2009年4月 4日 (土)

地獄少女三鼎第26話(最終話)感想

#26「魂の軌跡」

「あなたは、あたしなのよ」
「あいには彼氏がいたんだね。それだけちょっぴりうらやましいな…。ありがとう」
「ゆずき…」
ゆずき成仏。

・゚・(つД`)・゚・

くちづけであいの記憶がゆずきに流れ込みました。
あいの怨みが、伝わったのです。
あなたはあたし。
その意味が理解できたとき、ゆずきの不幸な魂はやっと解放され、旅立ちました。

断片的な感想をちょっぴり。
●地獄少女ゆずきの丁寧語が初々しくてよかった。新入社員みたいで。
●きくりの蜘蛛変身、物体Xみたいで怖かった…。
●怖いといえば、ゆずきが消えていくシーン。
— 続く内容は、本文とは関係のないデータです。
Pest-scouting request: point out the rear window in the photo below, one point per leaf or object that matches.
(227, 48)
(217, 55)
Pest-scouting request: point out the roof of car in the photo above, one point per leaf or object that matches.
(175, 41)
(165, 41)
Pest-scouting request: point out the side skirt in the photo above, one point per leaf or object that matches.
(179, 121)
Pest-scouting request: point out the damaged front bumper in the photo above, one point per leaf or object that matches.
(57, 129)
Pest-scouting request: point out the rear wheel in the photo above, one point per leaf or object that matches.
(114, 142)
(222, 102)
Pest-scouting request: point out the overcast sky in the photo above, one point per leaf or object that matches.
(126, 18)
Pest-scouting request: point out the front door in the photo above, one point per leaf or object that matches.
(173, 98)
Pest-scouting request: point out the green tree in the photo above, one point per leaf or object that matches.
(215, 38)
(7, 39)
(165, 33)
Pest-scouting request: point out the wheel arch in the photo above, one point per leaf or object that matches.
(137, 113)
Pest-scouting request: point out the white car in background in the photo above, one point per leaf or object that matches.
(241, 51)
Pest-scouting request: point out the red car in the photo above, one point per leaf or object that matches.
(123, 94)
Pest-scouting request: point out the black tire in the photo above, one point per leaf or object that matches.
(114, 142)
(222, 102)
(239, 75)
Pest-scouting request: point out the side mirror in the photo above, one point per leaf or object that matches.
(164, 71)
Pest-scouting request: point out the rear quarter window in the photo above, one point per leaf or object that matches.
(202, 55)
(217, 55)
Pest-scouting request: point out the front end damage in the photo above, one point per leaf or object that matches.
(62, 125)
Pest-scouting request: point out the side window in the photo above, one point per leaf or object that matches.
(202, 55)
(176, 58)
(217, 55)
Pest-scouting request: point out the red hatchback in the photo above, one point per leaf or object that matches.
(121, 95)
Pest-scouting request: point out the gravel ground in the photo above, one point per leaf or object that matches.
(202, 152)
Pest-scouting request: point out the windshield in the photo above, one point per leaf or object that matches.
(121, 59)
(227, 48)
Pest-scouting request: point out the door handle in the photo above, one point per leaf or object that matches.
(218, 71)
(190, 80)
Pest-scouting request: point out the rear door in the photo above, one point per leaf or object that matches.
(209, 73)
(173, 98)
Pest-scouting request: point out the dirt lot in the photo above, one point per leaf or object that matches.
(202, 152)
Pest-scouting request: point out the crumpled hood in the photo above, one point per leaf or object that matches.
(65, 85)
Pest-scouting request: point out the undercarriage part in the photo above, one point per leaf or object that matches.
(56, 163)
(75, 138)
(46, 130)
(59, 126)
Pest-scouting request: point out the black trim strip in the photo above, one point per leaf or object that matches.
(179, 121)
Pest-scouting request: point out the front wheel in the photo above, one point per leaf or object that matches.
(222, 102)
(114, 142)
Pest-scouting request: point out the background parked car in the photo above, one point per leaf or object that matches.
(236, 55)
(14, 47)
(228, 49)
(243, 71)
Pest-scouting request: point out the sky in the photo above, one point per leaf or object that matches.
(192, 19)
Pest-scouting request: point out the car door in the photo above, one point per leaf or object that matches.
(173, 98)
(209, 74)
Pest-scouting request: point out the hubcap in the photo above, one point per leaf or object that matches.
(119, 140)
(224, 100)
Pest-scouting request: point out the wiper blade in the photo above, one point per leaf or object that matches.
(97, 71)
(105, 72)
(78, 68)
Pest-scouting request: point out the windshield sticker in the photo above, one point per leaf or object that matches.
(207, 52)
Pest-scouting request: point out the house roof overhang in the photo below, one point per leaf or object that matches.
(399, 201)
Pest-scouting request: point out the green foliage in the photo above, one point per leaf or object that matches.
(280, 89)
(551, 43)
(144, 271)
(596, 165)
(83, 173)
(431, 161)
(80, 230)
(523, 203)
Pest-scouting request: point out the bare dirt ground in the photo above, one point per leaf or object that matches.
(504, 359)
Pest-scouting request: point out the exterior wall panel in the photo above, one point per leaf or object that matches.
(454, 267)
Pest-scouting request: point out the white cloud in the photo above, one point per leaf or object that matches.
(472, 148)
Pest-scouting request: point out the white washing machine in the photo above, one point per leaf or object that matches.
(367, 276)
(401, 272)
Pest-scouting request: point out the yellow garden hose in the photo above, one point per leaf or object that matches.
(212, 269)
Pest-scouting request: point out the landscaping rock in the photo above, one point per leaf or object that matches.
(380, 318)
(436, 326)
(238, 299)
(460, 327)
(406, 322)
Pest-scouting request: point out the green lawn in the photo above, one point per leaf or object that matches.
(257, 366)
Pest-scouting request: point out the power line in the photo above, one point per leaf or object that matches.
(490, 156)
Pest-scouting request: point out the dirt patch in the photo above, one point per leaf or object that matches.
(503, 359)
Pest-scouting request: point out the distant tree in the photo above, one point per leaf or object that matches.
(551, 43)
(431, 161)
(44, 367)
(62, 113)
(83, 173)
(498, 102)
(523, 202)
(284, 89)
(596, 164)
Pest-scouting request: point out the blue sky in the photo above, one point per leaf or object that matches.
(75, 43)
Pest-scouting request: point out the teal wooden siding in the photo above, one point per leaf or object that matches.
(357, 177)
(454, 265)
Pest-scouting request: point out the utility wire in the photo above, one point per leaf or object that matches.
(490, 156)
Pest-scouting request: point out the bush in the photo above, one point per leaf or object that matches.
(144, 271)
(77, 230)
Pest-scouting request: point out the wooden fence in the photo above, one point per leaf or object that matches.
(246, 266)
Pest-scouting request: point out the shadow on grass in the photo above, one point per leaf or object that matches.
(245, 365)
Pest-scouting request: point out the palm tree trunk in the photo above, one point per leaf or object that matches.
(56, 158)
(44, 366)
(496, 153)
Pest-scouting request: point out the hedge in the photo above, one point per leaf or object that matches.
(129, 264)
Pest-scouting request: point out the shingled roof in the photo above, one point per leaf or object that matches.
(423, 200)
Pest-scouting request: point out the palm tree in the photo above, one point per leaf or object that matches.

最後に首だけを捧げ持っているところが何ともホラーでした。
かなり以前のアニメですが、「吸血姫美夕」の最終話を思い出してしまいました。

それでは本編感想です。
ターゲット真山梓の依頼者は、秋恵の父でした。
失踪した娘を探して、仕事も辞め、ついには柴田一の著書にまでたどり着き、そして知ったのです。
梓が娘を流したことを。
怨み骨髄の彼は、流されるところを見てやるんだと梓のアパートへ。
そうよ、そうするのよと微笑む地獄少女ゆずき。
しかし突然、藁人形を返すと言い出します。
高杉は、病床の父を介護する梓の姿を目撃してしまった。
親を思う娘の心に変わりはありません。怨みの心も消えてしまったのでしょう。
収まらないのはゆずき。

梓の背後に、そっと立ちました。
何の罪もないのに流された秋恵の代りに、地獄少女自ら流すつもり満々です。
邪悪な表情で、あの言葉を告げます。
「いっぺん、死んでみる?」
こんな使い方があったとは――。
ところが!
梓と思ったのは秋恵でした。上司である閻魔蜘蛛の罠だったのです。
「地獄少女に心は要らない。おまえには地獄に落ちてもらう」
ボンデージされたゆずきを救いに登場した藁たち。
さすがに、新米ゆずきの攻撃には動じなかったけど、山童パワーにはたじろいだ閻魔蜘蛛です。はっきり言って弱いです。
無能な上司再び。1期ではあいちゃんにも完敗でしたしね。

ヒガンバナの咲き乱れる夜の野に、ゆずきは逃れてきました。
辺りには、死のにおいが立ち込めています。
鳥居から、追ってきた閻魔蜘蛛が現れて。ゆずきを庇うあいちゃん。
「裁きは、あたしが受けるわ」
「もう二度と解放されることはない。それでもよいのだな、あい」
あいちゃん、永世地獄少女に昇格です。('A`|||)
そしてゆずき消滅。

石段を昇っていくと、藁たちのお出迎えが。
「ばかだよ、あんたって子は」
「本当だ。せっかく楽になれたっていうのに」
藁たちも、実は嬉しそうです。きくり以外は。

こ、これは4期がありますな?
はじめちゃんの運命も明かされませんでしたし。つぐみの問題は先送りですし。

三鼎の結末は、空港。
のこのこ戻ってきた辻乃橋の馬鹿息子に近づく女。真山梓ですね?
梓が看病していた父は、亡くなったようです。
刺した瞬間、彼女の姿は消滅。
秋恵を可愛がっていたお手伝いさんが、梓を流したのです。
驚き騒ぐ通行者たち。無言のまま通り過ぎ、振り返るあいちゃん。

end

最後のおまけSSを。

「バカあい、次はきくりでいいじゃないか!」(つかきくりって蜘蛛だしwww)
「あなたじゃ集客できないのよ。お色気がなさすぎるから」
あいにはあるのか!?
「いっぺん、てみる?

(///∇///)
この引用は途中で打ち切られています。